Conservatives and tea party activists have reacted with rage to what they view as accusations from the left that they are somehow responsible for this weekend’s massacre in Arizona that targeted Rep. Gabrielle Giffords (D-AZ). In reality, progressives are not trying to assign blame or argue that shooter Jared Lee Loughner — who seems to possess no coherent political ideology at all — is a member of any popular political movment, but rather to point out that words have consequences. Political and pundit leaders need to be aware that their words will reach the “serious and delirious alike” and that their rhetoric should not serve to inflame ignorance.
Conservatives like Fox News contributor Michelle Malkin have tried to muddy the waters by claiming that the left has employed violent rhetoric as well. While this may be true for rank-and-file activists on both sides, there is no question something much more disturbing has happened on the right over the past two years, with conservative leaders — including sitting lawmakers and leading political candidates — employing violent rhetoric to an alarming degree. While there is no evidence to suggest that this conservative rhetoric directly influenced Loughner, the incident should nonetheless serve as moment for all leaders to be mindful of the potential consequences of their words.

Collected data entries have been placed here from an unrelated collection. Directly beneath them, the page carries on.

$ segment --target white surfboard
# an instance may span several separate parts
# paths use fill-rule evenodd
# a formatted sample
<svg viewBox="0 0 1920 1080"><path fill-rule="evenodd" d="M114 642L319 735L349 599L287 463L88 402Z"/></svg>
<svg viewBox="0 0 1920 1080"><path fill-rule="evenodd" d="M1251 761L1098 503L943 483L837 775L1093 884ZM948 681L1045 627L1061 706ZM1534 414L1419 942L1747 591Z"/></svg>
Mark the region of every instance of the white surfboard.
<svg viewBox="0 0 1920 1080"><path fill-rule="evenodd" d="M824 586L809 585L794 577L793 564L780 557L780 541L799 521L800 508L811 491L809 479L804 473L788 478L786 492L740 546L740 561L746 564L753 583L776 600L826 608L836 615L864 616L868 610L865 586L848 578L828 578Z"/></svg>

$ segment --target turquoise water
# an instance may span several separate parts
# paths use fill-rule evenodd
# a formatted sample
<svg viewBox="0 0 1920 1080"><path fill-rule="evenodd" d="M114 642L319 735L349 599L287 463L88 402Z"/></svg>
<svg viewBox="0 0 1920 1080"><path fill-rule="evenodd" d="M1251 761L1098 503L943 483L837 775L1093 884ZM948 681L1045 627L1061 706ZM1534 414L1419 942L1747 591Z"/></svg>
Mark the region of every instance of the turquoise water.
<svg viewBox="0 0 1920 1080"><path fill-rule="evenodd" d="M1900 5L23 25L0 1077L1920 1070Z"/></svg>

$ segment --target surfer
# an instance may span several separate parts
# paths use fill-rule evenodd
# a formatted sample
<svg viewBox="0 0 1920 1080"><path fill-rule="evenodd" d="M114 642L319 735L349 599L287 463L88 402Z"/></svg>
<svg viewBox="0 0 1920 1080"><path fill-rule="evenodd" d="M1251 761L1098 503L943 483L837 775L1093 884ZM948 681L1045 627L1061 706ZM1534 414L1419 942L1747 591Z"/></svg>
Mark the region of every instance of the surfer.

Some conservatives understand this. An unnamed “senior Republican senator” told Politico yesterday that “there is a need for some reflection here — what is too far now?” And on MSNBC this morning, former GOP congressman Joe Scarbrough and conservative stalwart Pat Buchanan agreed that right-wing firebrands like former Alaska Gov. Sarah Palin and Rep. Michele Bachmann (R-MN) should “apologize” for their violent rhetoric — not to assume any culpability for the tragedy, but to simply acknowledge that “they’ve been irresponsible in their rhetoric”:
SCARBOROUGH: So Pat, is this not a time for people, like Sarah Palin, who have used violent imagery – she just has. I know some of my conservative friends and family members won’t like that reality. Or, Michele Bachmann, who said she wants Minnesotans armed and dangerous. Isn’t this an opportune time for them to apologize -– not saying that it led to anything — but just saying that they’ve been irresponsible in their rhetoric and they’re going to be more careful moving forward? […]
I am just saying though, I mean, God, you’ve worked for two presidents. Would you not be in there if you were working for Sarah Palin right now, saying, go out and say it had nothing to do with this shooting, but you understand that it was irresponsible, and you’re going to be more careful moving forward. Wouldn’t you give her that advice if you were her aide?
PAT: Well, I certainly would. I would give everybody the advice to tone down the rhetoric and get away from military and the armed metaphors and things that a lot of us have used in campaigns, especially at a time like this. You know, I sure would Joe.
Still, there is danger of overcorrecting. Rep. Robert Brady (D-PA) has said he will introduce a bill that would make it a federal crime to use rhetoric or symbols — such as Palin’s infamous gun sights — that could be perceived as a threat to a member of Congress. While Brady’s intentions are laudable, as legal blogger Jonathan Turley notes, Brady’s legislation is “short-sighted” and would likely infringe on First Amendment rights. Brady’s efforts might be better directed as a Congressional resolution expressing strong disapproval of violent political speech and symbols, but stopping short of criminalizing such speech. (HT: GOP 12).